To marry the extension hosting the open-plan kitchen/dining area with the original house, the Nicols applied vertical cedar wood cladding to draw parallels with the home’s countryside location.
They opted for a fibreglass flat roof, which was a great choice as it’s geared up for the later addition of solar panels; however, they’re not entirely happy with the results.
“In hindsight, I wish we had used another material,” says Joe. “When the temperature changes, it sounds as if someone is walking across the roof.”
In the centre of the original front elevation, a glazed panel neatly framed the internal staircase. This was a feature Joe deeply admired – but he had bigger plans for it.
He explains that while the exposed staircase was a very attractive element of the facade, he knew more could be done to make it a real focal point.
Inevitably, remodelling the staircase ended up being one of the trickiest elements of the build.
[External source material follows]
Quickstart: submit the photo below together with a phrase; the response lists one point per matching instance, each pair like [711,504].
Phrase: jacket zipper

Joe was very conscious the glazed unit had to work with the architecture of the steps.
Ultimately, he altered the height of the panel so the window wasn’t obstructed by the landing between flights. LED lighting was installed throughout the glazed balustrades and a bay tree, to signify the property’s name, was etched into one of the panels.
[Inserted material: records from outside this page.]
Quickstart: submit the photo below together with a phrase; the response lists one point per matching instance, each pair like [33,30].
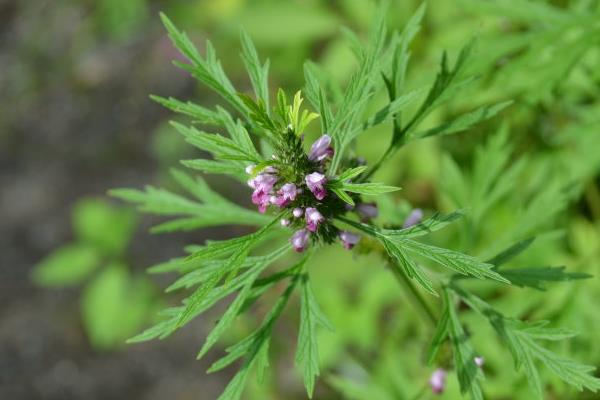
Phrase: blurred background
[76,120]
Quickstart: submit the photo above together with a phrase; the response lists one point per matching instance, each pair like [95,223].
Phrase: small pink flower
[321,149]
[313,219]
[349,239]
[264,182]
[286,194]
[299,240]
[261,199]
[316,184]
[437,381]
[367,211]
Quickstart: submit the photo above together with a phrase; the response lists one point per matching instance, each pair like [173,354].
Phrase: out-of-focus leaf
[66,266]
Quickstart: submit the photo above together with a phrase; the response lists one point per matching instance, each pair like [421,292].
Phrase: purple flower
[367,211]
[413,218]
[261,199]
[263,186]
[349,239]
[313,219]
[316,184]
[437,381]
[299,240]
[263,182]
[321,149]
[286,194]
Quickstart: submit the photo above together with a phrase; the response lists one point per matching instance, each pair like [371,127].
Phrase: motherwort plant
[312,194]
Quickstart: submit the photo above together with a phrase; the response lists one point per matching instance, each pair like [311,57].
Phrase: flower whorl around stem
[437,381]
[299,240]
[295,181]
[316,184]
[321,149]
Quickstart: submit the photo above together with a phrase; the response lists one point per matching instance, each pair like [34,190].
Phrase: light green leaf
[307,353]
[66,266]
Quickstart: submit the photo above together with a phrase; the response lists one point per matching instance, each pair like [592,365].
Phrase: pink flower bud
[264,182]
[413,218]
[286,194]
[313,219]
[261,199]
[299,240]
[316,184]
[349,239]
[437,381]
[321,149]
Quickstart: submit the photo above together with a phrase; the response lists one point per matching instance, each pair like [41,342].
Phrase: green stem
[416,296]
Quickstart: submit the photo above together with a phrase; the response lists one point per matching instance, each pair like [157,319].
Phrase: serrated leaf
[467,371]
[464,121]
[459,262]
[521,339]
[199,114]
[434,223]
[370,188]
[307,353]
[207,70]
[439,337]
[258,73]
[537,277]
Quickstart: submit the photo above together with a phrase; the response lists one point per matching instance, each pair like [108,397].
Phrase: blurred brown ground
[75,120]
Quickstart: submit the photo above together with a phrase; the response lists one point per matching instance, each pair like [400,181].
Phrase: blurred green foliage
[533,172]
[114,302]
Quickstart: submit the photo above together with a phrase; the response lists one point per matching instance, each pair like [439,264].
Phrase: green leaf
[513,251]
[464,121]
[359,90]
[228,317]
[215,167]
[434,223]
[219,146]
[343,196]
[66,266]
[459,262]
[537,277]
[408,266]
[307,353]
[439,337]
[370,188]
[207,70]
[115,305]
[107,228]
[197,112]
[215,209]
[251,347]
[469,374]
[351,173]
[522,340]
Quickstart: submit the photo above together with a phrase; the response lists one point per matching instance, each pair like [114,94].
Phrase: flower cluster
[297,182]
“I would say that the approach to the house at night is one of my favourite parts of the project,” says Joe.
“When you come down the drive and see this feature lit up through the glazed window, combined with the four external lights illuminating the house, it’s a very satisfying moment.”
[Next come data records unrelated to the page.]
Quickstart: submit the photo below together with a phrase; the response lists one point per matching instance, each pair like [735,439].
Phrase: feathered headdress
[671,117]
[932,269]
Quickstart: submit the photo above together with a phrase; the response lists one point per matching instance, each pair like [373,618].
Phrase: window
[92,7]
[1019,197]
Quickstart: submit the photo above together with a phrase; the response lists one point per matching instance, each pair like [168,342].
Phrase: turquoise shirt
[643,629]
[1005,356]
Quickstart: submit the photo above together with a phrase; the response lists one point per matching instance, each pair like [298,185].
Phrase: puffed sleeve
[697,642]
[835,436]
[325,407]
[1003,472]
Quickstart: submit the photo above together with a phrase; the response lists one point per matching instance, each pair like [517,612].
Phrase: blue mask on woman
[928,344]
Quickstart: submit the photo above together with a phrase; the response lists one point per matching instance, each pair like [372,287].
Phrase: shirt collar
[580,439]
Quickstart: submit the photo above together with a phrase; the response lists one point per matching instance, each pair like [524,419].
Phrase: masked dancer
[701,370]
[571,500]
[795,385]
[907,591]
Despite having a modest budget set for the renovation works, Joe was adamant this wouldn’t compromise the quality of products he specified or stop him from paying close attention to the finer details.
The couple cut costs where they could by salvaging materials and got creative with how they used them, too. “The decking we installed at the rear of the extension was crafted from scaffold boards,” says Joe.
“In the family bathroom and ensuite we used brick slips to give the appearance of authentic masonry but at a fraction of the cost.”
Each room within the property was carefully considered with great attention to detail, and where budget allowed, a few little luxuries were thrown in.
For instance, the family bathroom features a walk-in shower/steam room, complete with a hub-wired sound system that controls music throughout the kitchen, lounge and main bedroom.
Low energy lighting has been installed in each room and in the kitchen, LEDs have been positioned to cater for all scenarios. “The lighting is definitely one of my favourite aspects of the internal modifications,” says Joe.
“One illumination zone has been installed specifically for family meals around the table and another sequence of LED downlighters are for if you are playing cards.”
Building a family home for the life you want to live is by far one of the greatest opportunities for any willing self builder, but it can still have its drawbacks.
Despite feeling very relieved about moving into the property in time for Christmas, the family has had to make a lot of sacrifices over the past year, and Joe admits he does feel that he missed out on a lot of their child’s first year.
He says if he were to do another renovation or take on a self build, it would be far less intense and conducted at a much more leisurely pace.
Indeed, having welcomed their third child last year, Joe and Rachel are now both beginning to see what they could have done differently.
For instance, the Brazilian slate floor tiles that were chosen to tie in with the anthracite window frames were right for the property but not practical for the footfall they have.
With three children and three dogs, the dark floor highlights any bit of dust or dirt. “This
is something we would have changed, looking back,” says Joe.
Regardless of the limited pot Rachel and Joe had available to fund their renovation project, the pair have demonstrated that being rich in vision pays dividends when making a budget stretch further.
“We have custom built our first family home,” says Joe. “And there’s not a single aspect that hasn’t been geared towards our household’s needs. This is what has made the experience all worthwhile.”